中堅研究員はAIの向こう側に何を見つけたのか:Over the AI ―― AIの向こう側に(23) 最終回(5/10 ページ)
約2年続いてきた本連載も、いよいよ最終回です。「中堅研究員はAIの向こう側に“知能”の夢を見るか」と名付けた第1回から2年間。筆者が“AIの向こう側”に見つけたものとは、何だったのでしょうか。
第3次AIブームに対する仮説と疑問
現在進行中の第3次AIブームで、しょせんは「私たちは、踊らされるだけのピエロか」と問われれば、迷うことなく私は"Yes"と答えますが ―― ぶっちゃけ、私は不愉快です。
そこで、今回私は、誰が仕掛けたか分からない(というか、これが、われわれ全員による共同幻想の産物であることは、この連載で述べてきましたが)、このAIブームの渦中にあって、ブームに踊っている人たちを出し抜いて、このブームの後に勝者として立っている方法について検討しました。
では、ここからは、本連載のラストを飾るテーマとして「AIブームの終焉(End of the Boom)」後の未来を生き残る「Over the AI ―― AIの向こう側の私たち」を、始めたいと思います。
まず、私が、今回の連載を通じて、常に抱いていた、この第3次AIブームに対する仮説と疑問を、書き下してみました。
これは、AI技術の技術的、経営コスト的な問題点に加えて、AI技術が「ソフトウェア」という資産性を有しつつも、それらが、商品や、商品以外の無体財産物(特許、デザイン、商標、ブランド、キャラクター、イラストなど)とは決定的に異なる性質を有する、という観点から、私なりに導き出したものです。
ぶっちゃけて言えば、資金や人材が潤沢で、研究開発に余裕のある会社でもない限り、「AI技術のビジネスに手を出すべきではない」です。
先行者利益は得られないかもしれませんが、有体物(商品)と異なり、ソフトウェア技術というものは、一つの法人(国家や組織)が独占的に所有することが難しく、また、そのように独占的に所有した場合、技術的な発展が見込めないという、特殊な性質があるからです。
また、「儲からない人工知能 〜AIの費用対効果の“落とし穴”」にもある通り、AI技術の費用対効果は、絶望的に低い ―― 現時点において、私は、AI技術で「儲かって笑いが止まらない会社」を、ただの1社も知りません*)。
*)ここだけの話ですが、私はその逆のケース『AI技術と手を切りたい』と泣きが入っている会社も知っています(もちろん、墓場まで秘していきますが)。
そもそも、AI技術でビジネスをするには、以下の3つの問題点があるのです。
この3つはそれぞれが深刻な問題なのですが、さらに、この問題が相互に矛盾している点が、さらに問題なのです。
1つのAI技術を試すには、そのAI技術だけではなく、そのAI技術を試す現実の環境が必要となります。
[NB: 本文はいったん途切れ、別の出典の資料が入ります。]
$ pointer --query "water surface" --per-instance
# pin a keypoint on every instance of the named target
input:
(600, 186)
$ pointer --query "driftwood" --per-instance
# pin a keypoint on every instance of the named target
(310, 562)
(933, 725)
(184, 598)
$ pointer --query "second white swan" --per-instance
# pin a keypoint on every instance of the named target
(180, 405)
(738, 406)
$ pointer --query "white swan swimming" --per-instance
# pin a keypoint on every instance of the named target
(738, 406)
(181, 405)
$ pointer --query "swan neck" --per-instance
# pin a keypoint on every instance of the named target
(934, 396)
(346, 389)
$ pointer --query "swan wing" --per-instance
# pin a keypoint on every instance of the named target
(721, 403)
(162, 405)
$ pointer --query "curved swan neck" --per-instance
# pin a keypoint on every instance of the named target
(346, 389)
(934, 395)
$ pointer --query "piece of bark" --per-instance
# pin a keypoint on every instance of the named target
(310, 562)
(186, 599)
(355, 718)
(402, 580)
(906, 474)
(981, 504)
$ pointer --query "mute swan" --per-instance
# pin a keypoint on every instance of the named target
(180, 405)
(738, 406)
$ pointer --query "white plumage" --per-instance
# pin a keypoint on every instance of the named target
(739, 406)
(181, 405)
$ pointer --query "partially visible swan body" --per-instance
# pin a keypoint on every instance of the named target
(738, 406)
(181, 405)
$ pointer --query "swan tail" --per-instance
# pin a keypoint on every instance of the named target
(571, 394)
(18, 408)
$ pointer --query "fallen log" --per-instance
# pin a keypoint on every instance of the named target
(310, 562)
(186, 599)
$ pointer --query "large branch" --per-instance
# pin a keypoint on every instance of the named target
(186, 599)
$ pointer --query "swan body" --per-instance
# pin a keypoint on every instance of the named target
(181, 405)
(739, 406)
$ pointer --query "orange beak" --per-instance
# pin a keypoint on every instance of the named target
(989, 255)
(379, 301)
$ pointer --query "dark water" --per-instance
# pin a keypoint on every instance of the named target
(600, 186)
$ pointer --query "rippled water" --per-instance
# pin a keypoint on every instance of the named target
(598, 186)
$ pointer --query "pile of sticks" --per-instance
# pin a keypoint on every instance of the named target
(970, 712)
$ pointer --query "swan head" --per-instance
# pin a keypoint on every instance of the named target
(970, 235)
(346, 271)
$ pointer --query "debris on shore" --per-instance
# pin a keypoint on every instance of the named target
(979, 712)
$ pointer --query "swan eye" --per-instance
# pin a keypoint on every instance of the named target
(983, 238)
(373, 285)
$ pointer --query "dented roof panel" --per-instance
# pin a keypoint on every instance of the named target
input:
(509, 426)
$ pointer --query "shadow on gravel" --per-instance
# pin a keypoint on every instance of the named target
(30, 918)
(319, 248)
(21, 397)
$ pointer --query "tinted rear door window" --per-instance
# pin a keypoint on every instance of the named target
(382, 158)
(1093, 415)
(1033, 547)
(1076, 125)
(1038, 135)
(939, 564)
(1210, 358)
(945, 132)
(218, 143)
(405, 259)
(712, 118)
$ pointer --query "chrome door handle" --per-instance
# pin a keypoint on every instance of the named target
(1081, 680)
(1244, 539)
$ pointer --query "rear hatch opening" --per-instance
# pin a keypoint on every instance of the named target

AI技術開発よりも、その環境を作るコストの方が、とんでもないコストが掛かるのです。
例えば、「缶詰工場」でAI技術を試すには、実際に「缶詰工場」のラインを新規に作らなければなりません(既設の設備を使えば、現在の業務(製造)を止めなければなりません)。さらに、再稼働に失敗すれば、新規の「缶詰工場」のラインを破壊してしまう可能性があります。
そして、その「缶詰工場」のAI技術を使うためには、膨大なトライアンドエラー(チューニング)が不可欠であり、これに必要となる時間と人材が、もうお話にならないくらい、ものすごいコストになるのです。
そして、「缶詰工場」のラインがようやく動き始めたころに、新しい破壊的かつ革新的な新しいAI技術(深層学習やら、強化学習やら)が登場してきて、その「缶詰工場」は、あっという間に陳腐化した工場に成り下がることになります。